At the same time, Ankara’s relationship with the West, is “almost at breaking point,” Dr. Lesser points out. “There’s a complete breakdown of trust between Turkey and European capitals. It’s become harder and harder to engage Turkey,” he says. And with Turkey’s long-mooted accession to the European Union seemingly at a dead end, the West has less leverage over Ankara than it did in previous crises.

How likely is war to break out?

Germany’s foreign minister, who is trying to intercede in the dispute, warned last week that the two countries are staring into “the abyss.”

“The situation is very risky,” said Heiko Maas. “Whoever moves closer and closer to the abyss can at some point fall down.
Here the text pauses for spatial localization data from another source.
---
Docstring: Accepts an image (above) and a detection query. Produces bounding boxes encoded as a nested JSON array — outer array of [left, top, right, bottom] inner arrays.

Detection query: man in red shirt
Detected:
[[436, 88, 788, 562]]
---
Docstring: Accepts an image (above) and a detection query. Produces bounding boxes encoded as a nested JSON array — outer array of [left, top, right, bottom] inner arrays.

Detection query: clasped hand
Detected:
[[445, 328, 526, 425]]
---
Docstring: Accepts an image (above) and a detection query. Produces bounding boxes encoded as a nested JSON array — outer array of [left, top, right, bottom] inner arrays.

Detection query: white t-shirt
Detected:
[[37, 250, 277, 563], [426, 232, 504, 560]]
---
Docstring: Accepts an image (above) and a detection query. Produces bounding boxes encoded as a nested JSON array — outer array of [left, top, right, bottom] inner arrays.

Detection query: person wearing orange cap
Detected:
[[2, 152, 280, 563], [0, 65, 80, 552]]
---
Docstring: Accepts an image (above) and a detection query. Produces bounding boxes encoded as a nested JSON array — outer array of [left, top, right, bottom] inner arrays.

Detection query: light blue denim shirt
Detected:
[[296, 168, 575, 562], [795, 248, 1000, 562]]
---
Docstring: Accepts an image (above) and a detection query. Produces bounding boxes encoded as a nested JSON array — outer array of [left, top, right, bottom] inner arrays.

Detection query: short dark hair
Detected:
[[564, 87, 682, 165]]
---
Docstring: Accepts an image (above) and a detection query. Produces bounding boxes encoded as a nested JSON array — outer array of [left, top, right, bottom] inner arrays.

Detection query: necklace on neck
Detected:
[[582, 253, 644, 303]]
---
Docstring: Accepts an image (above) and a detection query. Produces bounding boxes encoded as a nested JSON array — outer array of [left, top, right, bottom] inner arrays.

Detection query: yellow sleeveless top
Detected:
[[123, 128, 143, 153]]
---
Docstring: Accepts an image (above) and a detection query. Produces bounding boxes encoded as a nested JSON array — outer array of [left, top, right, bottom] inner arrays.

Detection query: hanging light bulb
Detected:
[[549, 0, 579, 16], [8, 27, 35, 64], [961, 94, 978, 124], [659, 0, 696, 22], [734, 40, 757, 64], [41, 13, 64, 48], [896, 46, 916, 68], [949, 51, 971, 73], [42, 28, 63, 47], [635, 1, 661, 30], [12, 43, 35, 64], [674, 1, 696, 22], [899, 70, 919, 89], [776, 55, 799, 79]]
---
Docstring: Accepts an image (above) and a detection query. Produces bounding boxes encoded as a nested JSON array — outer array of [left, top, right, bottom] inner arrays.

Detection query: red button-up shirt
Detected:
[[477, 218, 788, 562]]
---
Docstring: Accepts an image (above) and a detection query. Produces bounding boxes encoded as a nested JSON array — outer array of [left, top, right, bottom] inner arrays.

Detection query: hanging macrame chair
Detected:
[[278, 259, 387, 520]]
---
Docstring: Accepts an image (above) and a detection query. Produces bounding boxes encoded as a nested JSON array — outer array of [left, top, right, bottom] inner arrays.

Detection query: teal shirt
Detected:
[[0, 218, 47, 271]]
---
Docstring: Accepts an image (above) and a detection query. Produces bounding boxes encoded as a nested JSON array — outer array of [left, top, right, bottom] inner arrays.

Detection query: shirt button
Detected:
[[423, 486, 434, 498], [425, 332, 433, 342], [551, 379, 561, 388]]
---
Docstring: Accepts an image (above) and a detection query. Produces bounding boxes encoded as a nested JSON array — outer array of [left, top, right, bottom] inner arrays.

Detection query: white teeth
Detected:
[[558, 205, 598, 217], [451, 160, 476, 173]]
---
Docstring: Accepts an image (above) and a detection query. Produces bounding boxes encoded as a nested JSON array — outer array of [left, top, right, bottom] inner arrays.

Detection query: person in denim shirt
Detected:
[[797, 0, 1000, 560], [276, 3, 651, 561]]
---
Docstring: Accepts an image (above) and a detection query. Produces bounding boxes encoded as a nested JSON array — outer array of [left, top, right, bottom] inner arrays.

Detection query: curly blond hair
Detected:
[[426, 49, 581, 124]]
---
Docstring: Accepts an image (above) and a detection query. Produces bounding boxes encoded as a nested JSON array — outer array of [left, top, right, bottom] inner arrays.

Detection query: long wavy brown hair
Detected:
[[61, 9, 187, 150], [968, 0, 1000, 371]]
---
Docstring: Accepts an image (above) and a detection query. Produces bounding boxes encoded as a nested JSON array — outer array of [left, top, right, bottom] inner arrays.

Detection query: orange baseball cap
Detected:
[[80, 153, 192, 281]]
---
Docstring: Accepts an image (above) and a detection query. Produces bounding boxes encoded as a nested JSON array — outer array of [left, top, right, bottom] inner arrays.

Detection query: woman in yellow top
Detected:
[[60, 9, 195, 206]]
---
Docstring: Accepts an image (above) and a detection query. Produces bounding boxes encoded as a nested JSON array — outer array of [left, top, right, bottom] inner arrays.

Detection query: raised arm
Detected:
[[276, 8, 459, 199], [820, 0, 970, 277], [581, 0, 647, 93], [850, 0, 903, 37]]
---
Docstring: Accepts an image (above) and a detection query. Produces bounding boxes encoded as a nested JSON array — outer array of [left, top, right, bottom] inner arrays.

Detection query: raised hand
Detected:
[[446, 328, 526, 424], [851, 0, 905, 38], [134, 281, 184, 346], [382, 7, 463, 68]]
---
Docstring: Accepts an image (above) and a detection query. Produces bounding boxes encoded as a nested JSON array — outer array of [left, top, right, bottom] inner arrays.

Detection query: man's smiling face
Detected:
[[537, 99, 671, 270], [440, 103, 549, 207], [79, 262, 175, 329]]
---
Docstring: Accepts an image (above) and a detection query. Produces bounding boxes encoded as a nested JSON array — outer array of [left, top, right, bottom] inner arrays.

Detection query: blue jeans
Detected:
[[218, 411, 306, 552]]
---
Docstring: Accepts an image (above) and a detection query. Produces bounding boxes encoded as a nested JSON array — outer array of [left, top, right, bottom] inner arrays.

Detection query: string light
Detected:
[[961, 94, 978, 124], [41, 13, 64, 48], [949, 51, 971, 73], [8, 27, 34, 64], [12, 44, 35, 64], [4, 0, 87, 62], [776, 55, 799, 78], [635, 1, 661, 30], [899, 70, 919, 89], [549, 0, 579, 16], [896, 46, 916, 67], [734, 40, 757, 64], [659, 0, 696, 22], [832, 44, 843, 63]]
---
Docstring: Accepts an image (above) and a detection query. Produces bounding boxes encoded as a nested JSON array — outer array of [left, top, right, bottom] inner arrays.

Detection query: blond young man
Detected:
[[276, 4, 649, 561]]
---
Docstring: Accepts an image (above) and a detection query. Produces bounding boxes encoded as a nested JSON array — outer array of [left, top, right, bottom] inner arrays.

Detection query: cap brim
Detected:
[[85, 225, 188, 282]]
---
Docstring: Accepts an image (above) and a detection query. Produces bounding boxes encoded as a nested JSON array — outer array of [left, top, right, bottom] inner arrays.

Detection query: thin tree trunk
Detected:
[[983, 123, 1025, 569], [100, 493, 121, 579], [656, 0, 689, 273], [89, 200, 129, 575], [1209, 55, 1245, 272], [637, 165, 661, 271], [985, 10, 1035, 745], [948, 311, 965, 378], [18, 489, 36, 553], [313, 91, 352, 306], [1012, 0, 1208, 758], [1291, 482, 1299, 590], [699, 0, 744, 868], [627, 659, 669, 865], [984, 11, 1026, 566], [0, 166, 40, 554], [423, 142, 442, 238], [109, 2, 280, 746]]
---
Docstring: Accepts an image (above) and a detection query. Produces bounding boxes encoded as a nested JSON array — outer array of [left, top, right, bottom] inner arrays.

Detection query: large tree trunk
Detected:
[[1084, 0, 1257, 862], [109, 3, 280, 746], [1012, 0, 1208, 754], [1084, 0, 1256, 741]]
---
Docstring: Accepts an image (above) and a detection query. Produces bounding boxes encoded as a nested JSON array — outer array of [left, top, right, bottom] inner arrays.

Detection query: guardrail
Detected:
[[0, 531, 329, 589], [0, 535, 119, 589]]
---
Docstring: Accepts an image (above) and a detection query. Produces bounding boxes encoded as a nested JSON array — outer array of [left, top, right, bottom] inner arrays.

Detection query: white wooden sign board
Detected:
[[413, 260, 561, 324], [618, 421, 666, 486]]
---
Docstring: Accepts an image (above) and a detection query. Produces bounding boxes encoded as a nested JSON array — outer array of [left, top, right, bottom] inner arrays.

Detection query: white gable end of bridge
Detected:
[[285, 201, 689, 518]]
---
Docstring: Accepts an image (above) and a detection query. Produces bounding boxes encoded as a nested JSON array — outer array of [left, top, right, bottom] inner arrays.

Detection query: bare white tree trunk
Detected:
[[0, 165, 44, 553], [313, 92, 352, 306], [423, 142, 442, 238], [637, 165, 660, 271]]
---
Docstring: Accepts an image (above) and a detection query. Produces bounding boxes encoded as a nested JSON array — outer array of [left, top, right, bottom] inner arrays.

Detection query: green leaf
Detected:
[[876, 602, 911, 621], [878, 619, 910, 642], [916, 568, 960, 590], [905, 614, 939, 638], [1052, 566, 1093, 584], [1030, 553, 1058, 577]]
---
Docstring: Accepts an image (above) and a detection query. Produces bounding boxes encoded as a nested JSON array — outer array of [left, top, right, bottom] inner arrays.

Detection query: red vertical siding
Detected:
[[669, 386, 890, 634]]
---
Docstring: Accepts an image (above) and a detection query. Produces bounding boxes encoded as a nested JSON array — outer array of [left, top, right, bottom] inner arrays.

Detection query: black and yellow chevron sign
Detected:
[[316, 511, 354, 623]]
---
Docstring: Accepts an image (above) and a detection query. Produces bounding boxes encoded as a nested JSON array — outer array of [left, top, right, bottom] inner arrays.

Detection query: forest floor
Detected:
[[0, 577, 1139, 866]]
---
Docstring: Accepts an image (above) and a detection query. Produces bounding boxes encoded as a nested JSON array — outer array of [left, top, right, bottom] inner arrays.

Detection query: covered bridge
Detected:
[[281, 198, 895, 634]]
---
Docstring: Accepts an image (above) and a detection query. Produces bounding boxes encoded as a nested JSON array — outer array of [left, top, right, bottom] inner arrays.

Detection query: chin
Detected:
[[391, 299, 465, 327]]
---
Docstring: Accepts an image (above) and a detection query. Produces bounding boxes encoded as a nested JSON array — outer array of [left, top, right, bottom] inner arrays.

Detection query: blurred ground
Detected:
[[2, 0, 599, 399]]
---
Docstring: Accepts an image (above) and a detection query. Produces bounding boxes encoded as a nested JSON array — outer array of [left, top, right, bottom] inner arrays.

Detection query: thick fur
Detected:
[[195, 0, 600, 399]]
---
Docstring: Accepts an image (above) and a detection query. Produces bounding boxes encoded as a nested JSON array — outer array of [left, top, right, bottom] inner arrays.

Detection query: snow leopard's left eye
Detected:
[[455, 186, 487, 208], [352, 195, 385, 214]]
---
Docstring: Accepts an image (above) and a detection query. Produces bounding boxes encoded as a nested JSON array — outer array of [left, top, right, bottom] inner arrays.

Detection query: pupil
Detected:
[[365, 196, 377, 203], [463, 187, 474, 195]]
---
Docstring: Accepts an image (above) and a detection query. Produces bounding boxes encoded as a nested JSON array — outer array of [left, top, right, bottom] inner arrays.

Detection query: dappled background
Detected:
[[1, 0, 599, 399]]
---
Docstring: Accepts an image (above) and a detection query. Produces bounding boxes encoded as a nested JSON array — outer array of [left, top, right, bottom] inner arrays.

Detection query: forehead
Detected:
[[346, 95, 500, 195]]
Any spark, however small, could lead to a disaster.”

Complicating the conflict further is the number of countries involved. “It is quite different from the past, when you had just Greece and Turkey involved and the Americans trying to calm things down,” says Dr. Chryssogelos.

France and the United Arab Emirates have sent aircraft and warships to back up Greece, while Cyprus, Israel, and Egypt also have a stake in prospecting for hydrocarbons in the eastern Mediterranean.

The more warships and fighter planes there are jostling for space in the region, the greater potential there is for an accident that could lead to war, though most observers agree that neither side wants to fight.

“For Turkey, the idea is not to go to war but to place ships and planes in areas so as to stake a claim … to open up the agenda as much as possible,” says Dr. Chryssogelos.

“Erdoğan does not want war, but he is prepared to use military persuasion to back his political posture,” suggests Mr. Ülgen. “There is an environment of hypernationalism.”

“In all likelihood there will not be a deliberate military confrontation,” predicts Dr. Lesser. “Policymakers are all aware of the risks. But with more military exercises and more forces in the region, the risk of something going wrong is there.”